To Romero, these truths are not enough to justify speech codes at colleges. As a law student at Stanford in the 1980s, he witnessed some of the first efforts to enact such codes.

“Banning words doesn’t make the hate go away,” Romero said.

“In fact, prohibiting the discussion of obnoxious and repugnant ideas can ultimately have the opposite effect: to drive the hate and the bigotry underground. It doesn’t go away. It becomes harder and harder to address it, harder and harder to lance the boil of the infection of hate and bigotry when you can’t see it on the surface. The best way to have a nurturing environment, a healthful environment, is to understand what people think and to engage one another.”

As Romero told it, the history of political correctness has been a classic debate between “progressive” and “conservative” forces on college campuses.

“Speech codes had their origins in what can only be described as [the] progressive instinct to protect vulnerable students, largely those coming from disadvantaged backgrounds, like myself,” Romero explained. “The instigators from whom they needed to be protected were largely seen as conservatives”.

Neither side, in Romero’s estimation, has reason to claim the high ground in the ongoing battle.

He referred to an incident involving Tufts University’s The Primary Source, a conservative, student-run publication. In 2006, this magazine printed a parody of O Come All Ye Faithful called O Come All Ye Black Folk, which mocked the value of racial quotas in college admissions.

Although Romero described the piece as “bigoted” and “wrong-hearted,” he also adamantly proclaimed it to be an exercise of freedom of speech.

“They have the right to express it, and we [the ACLU] have the right to shout them down even more loudly.”

Romero then declared, “Progressives have shown an unfortunate knack for turning concern for vulnerable students, which is laudatory and right, into a disregard for free speech.”

Here, he cited the frequency with which conservative speakers are “heckled, accused of hate speech, [and] forced to cancel or change venues.”

“Once you concede that some authority has the right to determine what is and what is not legitimate speech, you’ve lost control of your own speech,” Romero said.

He continued, saying, “Efforts to control free speech are like tear gas.
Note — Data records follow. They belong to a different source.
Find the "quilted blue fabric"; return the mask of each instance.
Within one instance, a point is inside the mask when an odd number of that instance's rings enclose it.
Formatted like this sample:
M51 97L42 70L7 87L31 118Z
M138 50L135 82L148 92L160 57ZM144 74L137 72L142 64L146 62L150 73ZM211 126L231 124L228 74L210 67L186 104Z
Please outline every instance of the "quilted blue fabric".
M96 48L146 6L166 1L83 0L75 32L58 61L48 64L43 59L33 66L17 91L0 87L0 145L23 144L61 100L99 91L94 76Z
You think you’re pointing the tear gas in that direction, because that’s what you want to be able to control. And then the wind all of a sudden picks up, and puts that tear gas right back into my eyes.”

Throughout the lecture, Romero emphasized the importance of the “free and frank exchange of ideas” at colleges, which he described as “the incubator[s] of those free ideas that germinate elsewhere.”

In order to drive this point home, he stated, “Redistributive economics, broad support for the Civil Rights Movement and the abolition of slavery among whites, Occupy Wall Street, the anti-Vietnam protests, all began and gestated on college campuses before the moved into the public eye, before they moved into the media, before they moved into the state legislatures and the halls of Congress.”

Romero also credited “the post-Reagan conservative resurgence” to debate at college, and said that academic life is richer thanks to the many issues that it raised for discussion.

Romero closed his talk by confidently asserting, “I’d rather live in a country where I read hateful, hurtful things that create sleepless nights for me, than to live in a country where people can’t speak their mind, can’t express their viewpoints, can’t love whom they love, can’t explore the hard issues.”

Whether one chooses “to get in people’s faces” or to simply attend the meetings of groups with whom they disagree, the freedom to do so, Romero said, is worth those sleepless nights.